Boy .. that's a complicated questionOk after thinking about it im either learning something today or everyone is lol. I didnt know the recorded RTH position took in consideration of ground level. I mean I know it has to know the the ground level in order to climb to the height you have it set at but I guess I assumed that was 2 seperate things. I assumed that GPS locations was just longitude and and latitude. Ive never heard of GPS being a 3 position thing. I thought it just added in your start off ground level to the GPS coordinates. Because if that were the case that its a 3 part coordinate then why wouldn't it tell you the 3rd part of ground level when you use "find my drone" it only gives you lat and long. I had my drone stuck in a tree once and it doesnt say whether its on the ground or 50 ft in the air off from home point. Because that would come in handy if find my drone did do that. You'd know if you should be looking on the ground or up in a tree and I feel if GPS had that ability it should certainly let you utilize wouldnt you think? Why would purposesly leave that out of the equation. I just assumed it used the the ground level at first to rise to the altitude you set it at then changed over to GPS location to get it above HP and then just started to decend until the sensors picked up ground level no matter how far it was or close it was.
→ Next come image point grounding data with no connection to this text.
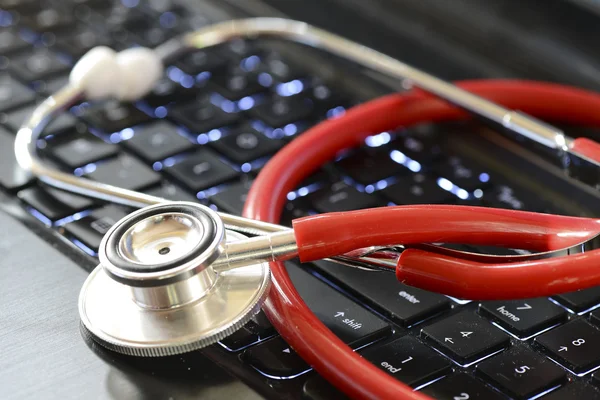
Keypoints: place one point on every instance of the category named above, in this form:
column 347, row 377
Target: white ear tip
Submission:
column 140, row 69
column 96, row 73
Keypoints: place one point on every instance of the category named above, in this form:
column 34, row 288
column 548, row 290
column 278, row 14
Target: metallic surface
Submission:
column 25, row 144
column 181, row 268
column 120, row 324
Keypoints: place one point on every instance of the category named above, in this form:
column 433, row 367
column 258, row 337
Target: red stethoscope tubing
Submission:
column 312, row 340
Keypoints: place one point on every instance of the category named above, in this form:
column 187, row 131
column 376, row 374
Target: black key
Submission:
column 48, row 20
column 351, row 322
column 54, row 204
column 166, row 91
column 200, row 61
column 461, row 387
column 82, row 151
column 12, row 177
column 367, row 167
column 465, row 337
column 524, row 318
column 13, row 94
column 91, row 229
column 256, row 330
column 50, row 85
column 237, row 84
column 148, row 31
column 246, row 144
column 417, row 189
column 113, row 116
column 201, row 170
column 404, row 304
column 81, row 40
column 280, row 69
column 171, row 192
column 158, row 140
column 575, row 345
column 595, row 318
column 574, row 391
column 503, row 196
column 232, row 199
column 11, row 42
column 275, row 358
column 580, row 300
column 317, row 388
column 280, row 111
column 341, row 197
column 521, row 373
column 126, row 172
column 423, row 149
column 463, row 173
column 202, row 116
column 37, row 64
column 408, row 360
column 62, row 123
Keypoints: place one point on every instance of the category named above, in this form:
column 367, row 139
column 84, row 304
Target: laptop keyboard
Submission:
column 204, row 132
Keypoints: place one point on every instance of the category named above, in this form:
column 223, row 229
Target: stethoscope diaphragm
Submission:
column 156, row 293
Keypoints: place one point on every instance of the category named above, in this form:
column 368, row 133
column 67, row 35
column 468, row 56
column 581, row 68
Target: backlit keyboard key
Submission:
column 463, row 173
column 580, row 300
column 461, row 387
column 232, row 198
column 574, row 391
column 408, row 360
column 280, row 111
column 465, row 337
column 171, row 192
column 246, row 144
column 576, row 345
column 367, row 167
column 126, row 172
column 257, row 329
column 275, row 358
column 13, row 94
column 524, row 317
column 351, row 322
column 54, row 204
column 91, row 229
column 417, row 189
column 158, row 140
column 37, row 64
column 201, row 116
column 521, row 373
column 113, row 116
column 82, row 151
column 341, row 197
column 201, row 170
column 404, row 304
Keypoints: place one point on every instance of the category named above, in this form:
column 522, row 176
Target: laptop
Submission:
column 229, row 109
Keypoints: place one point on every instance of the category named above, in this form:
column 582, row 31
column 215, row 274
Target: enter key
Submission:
column 351, row 322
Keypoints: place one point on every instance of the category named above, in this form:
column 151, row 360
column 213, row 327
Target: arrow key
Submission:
column 275, row 359
column 524, row 318
column 465, row 337
column 575, row 345
column 408, row 360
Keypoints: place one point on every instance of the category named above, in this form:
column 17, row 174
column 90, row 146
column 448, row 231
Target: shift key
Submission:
column 351, row 322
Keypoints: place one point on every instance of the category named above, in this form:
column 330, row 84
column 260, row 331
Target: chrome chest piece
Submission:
column 158, row 289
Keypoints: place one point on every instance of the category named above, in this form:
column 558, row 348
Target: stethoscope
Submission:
column 178, row 276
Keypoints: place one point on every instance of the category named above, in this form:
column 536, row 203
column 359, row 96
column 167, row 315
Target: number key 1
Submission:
column 461, row 387
column 575, row 345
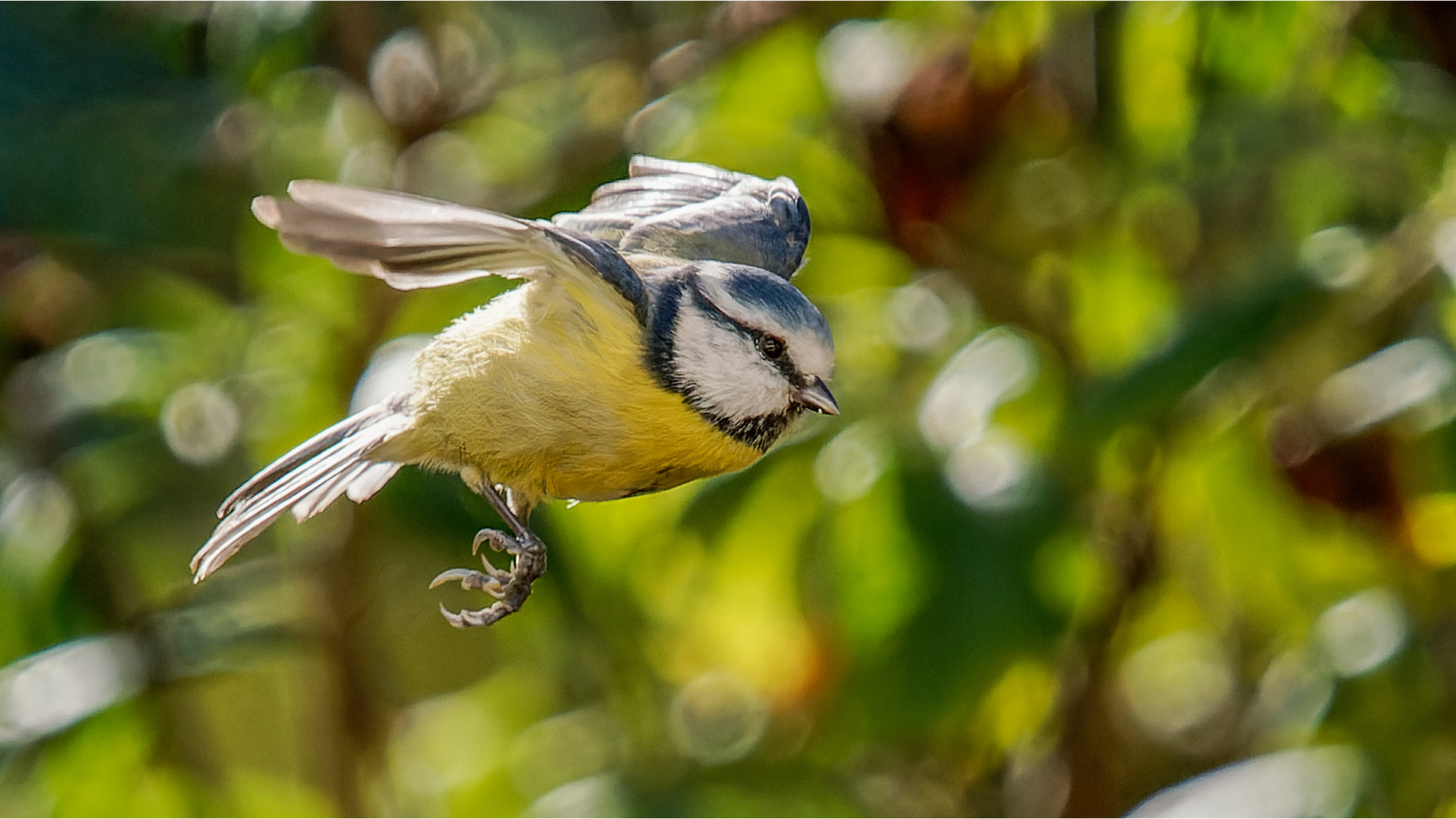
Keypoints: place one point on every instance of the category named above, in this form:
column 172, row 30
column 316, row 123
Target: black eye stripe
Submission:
column 771, row 347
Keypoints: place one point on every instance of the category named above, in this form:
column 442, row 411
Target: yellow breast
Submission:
column 546, row 391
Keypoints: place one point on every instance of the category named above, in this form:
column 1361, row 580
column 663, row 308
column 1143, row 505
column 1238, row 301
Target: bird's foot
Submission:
column 508, row 588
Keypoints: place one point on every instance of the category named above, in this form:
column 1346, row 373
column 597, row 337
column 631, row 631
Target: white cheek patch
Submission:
column 807, row 350
column 810, row 354
column 725, row 370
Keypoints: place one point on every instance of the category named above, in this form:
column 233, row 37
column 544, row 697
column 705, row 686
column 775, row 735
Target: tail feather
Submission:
column 372, row 482
column 307, row 479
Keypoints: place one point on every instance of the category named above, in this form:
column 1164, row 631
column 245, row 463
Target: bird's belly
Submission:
column 561, row 412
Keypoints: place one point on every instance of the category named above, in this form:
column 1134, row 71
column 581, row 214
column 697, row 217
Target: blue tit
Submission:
column 657, row 339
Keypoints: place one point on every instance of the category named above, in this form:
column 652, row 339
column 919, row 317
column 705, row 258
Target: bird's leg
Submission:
column 510, row 588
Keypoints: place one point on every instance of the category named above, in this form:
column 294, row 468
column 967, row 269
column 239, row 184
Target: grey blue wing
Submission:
column 700, row 212
column 413, row 242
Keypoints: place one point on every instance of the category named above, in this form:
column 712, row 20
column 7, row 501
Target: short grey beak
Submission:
column 817, row 397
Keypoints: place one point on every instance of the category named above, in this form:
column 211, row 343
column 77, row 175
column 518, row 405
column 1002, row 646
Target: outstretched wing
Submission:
column 413, row 242
column 700, row 212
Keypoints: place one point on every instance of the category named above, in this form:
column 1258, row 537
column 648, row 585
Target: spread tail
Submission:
column 307, row 480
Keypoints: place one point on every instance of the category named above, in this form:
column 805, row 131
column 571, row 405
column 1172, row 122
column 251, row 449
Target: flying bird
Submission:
column 657, row 339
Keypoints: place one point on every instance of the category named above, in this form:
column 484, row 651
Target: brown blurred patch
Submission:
column 941, row 133
column 42, row 302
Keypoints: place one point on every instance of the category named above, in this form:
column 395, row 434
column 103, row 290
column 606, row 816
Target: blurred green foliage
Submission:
column 1145, row 329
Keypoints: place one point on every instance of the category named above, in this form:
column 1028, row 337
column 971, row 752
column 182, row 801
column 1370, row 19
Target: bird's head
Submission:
column 744, row 348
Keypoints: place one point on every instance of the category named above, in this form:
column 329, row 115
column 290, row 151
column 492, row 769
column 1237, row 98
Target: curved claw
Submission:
column 498, row 540
column 450, row 575
column 453, row 619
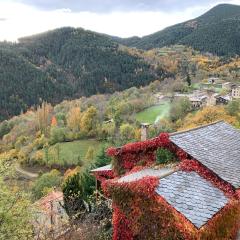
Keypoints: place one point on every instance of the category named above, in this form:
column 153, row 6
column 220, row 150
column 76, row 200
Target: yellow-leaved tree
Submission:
column 74, row 118
column 89, row 121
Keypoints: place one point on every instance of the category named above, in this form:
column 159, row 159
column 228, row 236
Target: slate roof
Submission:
column 148, row 172
column 217, row 146
column 191, row 195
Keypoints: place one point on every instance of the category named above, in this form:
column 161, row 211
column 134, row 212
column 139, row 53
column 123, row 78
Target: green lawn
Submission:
column 155, row 113
column 71, row 153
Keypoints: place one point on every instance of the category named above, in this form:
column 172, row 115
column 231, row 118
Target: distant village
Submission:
column 211, row 93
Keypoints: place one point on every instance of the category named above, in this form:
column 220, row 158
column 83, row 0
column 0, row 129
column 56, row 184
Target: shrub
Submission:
column 46, row 180
column 57, row 135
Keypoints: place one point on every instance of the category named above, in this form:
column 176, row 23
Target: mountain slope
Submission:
column 216, row 31
column 65, row 64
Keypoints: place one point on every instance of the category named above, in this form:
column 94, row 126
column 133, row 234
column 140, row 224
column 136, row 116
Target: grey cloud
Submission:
column 111, row 5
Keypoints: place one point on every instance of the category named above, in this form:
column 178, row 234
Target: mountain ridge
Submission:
column 212, row 23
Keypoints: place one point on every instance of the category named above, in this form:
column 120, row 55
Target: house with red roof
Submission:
column 195, row 197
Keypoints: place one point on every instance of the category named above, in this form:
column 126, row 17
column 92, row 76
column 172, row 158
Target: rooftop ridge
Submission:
column 199, row 127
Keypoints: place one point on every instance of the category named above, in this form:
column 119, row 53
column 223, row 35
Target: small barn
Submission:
column 194, row 197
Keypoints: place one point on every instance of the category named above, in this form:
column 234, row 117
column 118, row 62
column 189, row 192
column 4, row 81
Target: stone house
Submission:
column 197, row 197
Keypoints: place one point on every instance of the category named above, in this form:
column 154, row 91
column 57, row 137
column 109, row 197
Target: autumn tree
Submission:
column 90, row 154
column 15, row 208
column 74, row 118
column 43, row 116
column 89, row 121
column 127, row 132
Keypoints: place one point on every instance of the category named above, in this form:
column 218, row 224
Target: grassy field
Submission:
column 71, row 153
column 155, row 113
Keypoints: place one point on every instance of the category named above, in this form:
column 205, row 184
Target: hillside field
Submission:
column 71, row 153
column 155, row 113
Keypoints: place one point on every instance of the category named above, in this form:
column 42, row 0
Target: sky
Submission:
column 123, row 18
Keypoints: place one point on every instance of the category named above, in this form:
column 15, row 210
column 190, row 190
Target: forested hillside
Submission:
column 217, row 31
column 65, row 64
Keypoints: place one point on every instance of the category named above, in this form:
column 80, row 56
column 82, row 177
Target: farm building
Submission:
column 196, row 196
column 236, row 92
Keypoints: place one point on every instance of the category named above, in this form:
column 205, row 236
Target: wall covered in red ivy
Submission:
column 139, row 213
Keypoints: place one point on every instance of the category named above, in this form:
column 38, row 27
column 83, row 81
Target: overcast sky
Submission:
column 122, row 18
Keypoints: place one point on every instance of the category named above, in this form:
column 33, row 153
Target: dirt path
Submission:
column 25, row 173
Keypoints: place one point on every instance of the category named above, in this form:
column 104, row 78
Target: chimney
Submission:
column 144, row 131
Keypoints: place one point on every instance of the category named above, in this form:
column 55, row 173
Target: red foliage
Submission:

That would also explain why it doesnt take into consideration of height when determining if you're far enough from HP to activate RTH. What is it 30 meters away from home point correct? If it took in consideration of your ground point height then If you were 31 meters up youre technically more than 30 meters away from HP. Im thinking it only knows ground point to go to preset altitude for RTH only using how far the it has calculated your upward rise from zero when you started the flight. Which would also explain why you can reset HP at anytime during your flight and it doesn't need to calculate ground level. When you reset HP during flight you arent giving it a height just long and lat. You move the image 2d not 3d. Am I right here or have I had to much to drink tonight lol
It made my head hurt.
I'll try to simplify the answer.
1. GPS is a three dimensional thing
2. DJI drones use GPS for horizontal position (2D) and use the barometric sensor in the IMU for height.
3. The recorded home point has no height, it's just lat & long coordinates.
4. Find my drone is a blunt instrument of only limited value.
If you investigate the actual flight data for a drone lost in a tree, you get the GPS location and the height data
And in case it helps understand ..
The zero height is separate from the home point.
The zero height is established on powering up while the home point isn't recorded until later when the drone gets good GPS location data.